Este é assumidamente um brinquedo. Todos conhecemos a Meccano dos jogos de construções da nossa infância ­desde 1901, pelo menos, quando a empresa foi fundada. Só que, nos tempos que correm, as porcas e os parafusos já sabem a pouco.

 A última experiência da Mecanno é um robot para se construir em casa, e é compatível com os telemóveis e tablets da criançada de agora.

Consegue ler os nossos movimentos (um bocadinho como o Kinect), e ouvir-­nos, e depois imitar-­nos. É tão fácil de programar como isso. Este robot aponta para os miúdos entre os 5 e os 14 anos. O kit básico tem uma cabeça, uns braços e uns pés motorizados (dois motores e oito servofreios) e olhos de LEDs, com 500 cores à escolha, e podemos usar todas as peças antigas. Ou seja, as possibilidades de o construir e reconstruir são potencialmente ilimitadas.

Fala connosco (vem com uma centena de ordens faladas e pode aprender mais algumas), conta piadas, sabe jogos, decora nomes e datas de aniversário, aprende com o ambiente que o rodeia e a forma como lidamos com ele.

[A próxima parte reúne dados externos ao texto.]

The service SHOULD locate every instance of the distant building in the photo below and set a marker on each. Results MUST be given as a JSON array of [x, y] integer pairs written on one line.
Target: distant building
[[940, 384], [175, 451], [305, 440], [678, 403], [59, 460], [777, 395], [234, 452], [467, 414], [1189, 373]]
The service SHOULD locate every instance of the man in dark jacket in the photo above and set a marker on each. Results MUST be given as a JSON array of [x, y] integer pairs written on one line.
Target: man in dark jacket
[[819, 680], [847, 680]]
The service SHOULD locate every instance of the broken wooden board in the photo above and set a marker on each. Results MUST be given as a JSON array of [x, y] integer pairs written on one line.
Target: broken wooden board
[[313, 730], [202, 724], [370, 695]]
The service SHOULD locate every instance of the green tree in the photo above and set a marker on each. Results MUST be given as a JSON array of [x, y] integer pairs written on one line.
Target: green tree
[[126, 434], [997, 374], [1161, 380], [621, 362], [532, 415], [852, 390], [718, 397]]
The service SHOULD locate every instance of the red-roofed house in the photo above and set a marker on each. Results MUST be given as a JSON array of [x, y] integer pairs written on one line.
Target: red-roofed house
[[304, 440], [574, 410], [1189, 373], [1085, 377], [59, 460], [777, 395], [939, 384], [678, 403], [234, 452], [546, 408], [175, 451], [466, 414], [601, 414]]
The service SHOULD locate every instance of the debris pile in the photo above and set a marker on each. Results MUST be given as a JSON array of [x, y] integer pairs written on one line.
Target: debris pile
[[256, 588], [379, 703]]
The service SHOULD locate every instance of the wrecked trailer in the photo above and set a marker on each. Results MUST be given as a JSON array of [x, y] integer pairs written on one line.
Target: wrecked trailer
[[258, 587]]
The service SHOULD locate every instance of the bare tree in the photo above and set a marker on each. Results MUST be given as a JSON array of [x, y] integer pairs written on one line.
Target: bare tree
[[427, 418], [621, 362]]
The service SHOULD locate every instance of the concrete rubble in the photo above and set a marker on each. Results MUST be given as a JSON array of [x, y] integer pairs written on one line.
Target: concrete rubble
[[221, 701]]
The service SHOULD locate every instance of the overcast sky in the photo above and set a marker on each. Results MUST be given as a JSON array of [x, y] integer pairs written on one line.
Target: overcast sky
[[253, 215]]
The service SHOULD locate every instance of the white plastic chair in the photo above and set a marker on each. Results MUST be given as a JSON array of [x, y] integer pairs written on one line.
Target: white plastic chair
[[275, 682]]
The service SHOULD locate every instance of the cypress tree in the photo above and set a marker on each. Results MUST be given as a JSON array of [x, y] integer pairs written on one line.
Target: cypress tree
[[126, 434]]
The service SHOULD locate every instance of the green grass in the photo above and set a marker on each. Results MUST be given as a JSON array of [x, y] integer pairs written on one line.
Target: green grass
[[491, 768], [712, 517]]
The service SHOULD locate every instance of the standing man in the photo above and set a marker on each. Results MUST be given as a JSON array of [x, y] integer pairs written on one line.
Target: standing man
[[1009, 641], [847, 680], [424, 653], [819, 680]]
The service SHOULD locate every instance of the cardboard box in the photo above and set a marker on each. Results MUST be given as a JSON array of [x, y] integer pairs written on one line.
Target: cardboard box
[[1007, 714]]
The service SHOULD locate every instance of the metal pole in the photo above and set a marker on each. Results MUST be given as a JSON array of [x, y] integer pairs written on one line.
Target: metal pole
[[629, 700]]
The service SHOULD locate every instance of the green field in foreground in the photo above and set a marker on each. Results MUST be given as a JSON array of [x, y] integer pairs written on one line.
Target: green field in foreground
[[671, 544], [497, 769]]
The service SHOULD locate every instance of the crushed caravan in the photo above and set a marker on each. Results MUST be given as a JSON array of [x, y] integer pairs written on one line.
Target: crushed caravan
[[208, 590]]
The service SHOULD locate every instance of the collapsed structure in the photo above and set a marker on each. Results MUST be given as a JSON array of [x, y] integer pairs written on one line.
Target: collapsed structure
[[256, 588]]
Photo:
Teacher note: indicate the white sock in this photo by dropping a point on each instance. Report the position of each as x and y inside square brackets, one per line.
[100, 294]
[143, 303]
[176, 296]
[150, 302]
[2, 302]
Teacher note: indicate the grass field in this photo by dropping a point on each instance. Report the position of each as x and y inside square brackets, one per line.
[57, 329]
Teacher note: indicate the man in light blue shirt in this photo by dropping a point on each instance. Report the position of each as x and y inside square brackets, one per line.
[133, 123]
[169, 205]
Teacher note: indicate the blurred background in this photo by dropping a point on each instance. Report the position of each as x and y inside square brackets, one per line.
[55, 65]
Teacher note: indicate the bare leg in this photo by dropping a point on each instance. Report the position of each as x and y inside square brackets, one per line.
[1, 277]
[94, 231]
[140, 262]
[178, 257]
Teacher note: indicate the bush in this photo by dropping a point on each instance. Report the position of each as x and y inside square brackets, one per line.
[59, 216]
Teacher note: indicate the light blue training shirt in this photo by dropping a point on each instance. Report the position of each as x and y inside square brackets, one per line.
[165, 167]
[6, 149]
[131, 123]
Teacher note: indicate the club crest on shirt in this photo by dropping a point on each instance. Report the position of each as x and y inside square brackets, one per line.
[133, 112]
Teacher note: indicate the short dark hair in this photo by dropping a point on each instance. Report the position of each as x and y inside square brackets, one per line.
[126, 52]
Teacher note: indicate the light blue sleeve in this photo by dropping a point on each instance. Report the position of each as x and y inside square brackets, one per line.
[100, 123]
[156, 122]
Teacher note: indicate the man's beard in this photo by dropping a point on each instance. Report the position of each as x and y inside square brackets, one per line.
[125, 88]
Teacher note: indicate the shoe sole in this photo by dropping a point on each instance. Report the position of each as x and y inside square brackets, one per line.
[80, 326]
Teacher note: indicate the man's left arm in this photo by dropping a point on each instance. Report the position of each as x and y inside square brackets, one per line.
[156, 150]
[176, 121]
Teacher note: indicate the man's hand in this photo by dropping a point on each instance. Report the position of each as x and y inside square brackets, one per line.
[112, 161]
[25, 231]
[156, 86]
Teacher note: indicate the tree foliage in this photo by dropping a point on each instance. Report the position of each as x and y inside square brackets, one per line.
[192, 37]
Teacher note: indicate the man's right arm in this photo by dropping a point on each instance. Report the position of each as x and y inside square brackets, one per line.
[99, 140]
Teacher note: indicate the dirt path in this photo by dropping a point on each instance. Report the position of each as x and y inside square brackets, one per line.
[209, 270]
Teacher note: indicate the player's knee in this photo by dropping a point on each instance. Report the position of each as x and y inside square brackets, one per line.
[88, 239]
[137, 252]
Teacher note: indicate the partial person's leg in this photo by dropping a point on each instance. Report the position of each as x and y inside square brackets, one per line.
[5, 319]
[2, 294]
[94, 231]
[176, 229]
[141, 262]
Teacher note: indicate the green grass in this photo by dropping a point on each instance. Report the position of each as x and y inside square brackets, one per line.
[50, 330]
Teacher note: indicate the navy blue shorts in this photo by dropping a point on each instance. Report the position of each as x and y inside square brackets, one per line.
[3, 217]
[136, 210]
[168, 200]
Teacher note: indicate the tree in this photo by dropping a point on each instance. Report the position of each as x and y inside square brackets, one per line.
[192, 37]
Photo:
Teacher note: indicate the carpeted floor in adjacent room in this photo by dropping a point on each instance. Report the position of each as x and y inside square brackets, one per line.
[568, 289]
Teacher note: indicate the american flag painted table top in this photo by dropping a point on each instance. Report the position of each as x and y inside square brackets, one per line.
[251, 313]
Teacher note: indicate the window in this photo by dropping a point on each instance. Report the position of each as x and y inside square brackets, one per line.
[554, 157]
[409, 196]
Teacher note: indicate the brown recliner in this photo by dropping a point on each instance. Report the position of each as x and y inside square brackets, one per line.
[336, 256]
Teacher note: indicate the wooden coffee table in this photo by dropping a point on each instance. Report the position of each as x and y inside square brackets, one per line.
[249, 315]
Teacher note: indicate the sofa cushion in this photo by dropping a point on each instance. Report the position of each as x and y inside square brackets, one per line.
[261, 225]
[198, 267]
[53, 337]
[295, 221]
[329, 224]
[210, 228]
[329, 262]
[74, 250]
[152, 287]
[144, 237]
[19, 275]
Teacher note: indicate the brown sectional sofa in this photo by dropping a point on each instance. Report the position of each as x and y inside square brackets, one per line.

Mas sobretudo, tenta ser aquilo que a Meccano era na origem: um brinquedo educativo, que introduzia as crianças a princípios básicos de engenharia, que as ensinava a resolver problemas, e a terem algum jeitinho de mãos.

A Mecanno tem andado de mão em mão nos últimos anos, sempre a mudar de dono. Pode ser que a robótica lhe devolva pelo menos mais alguma estabilidade.

Vai estar á venda lá para agosto, por qualquer coisa na ordem dos 350 euros.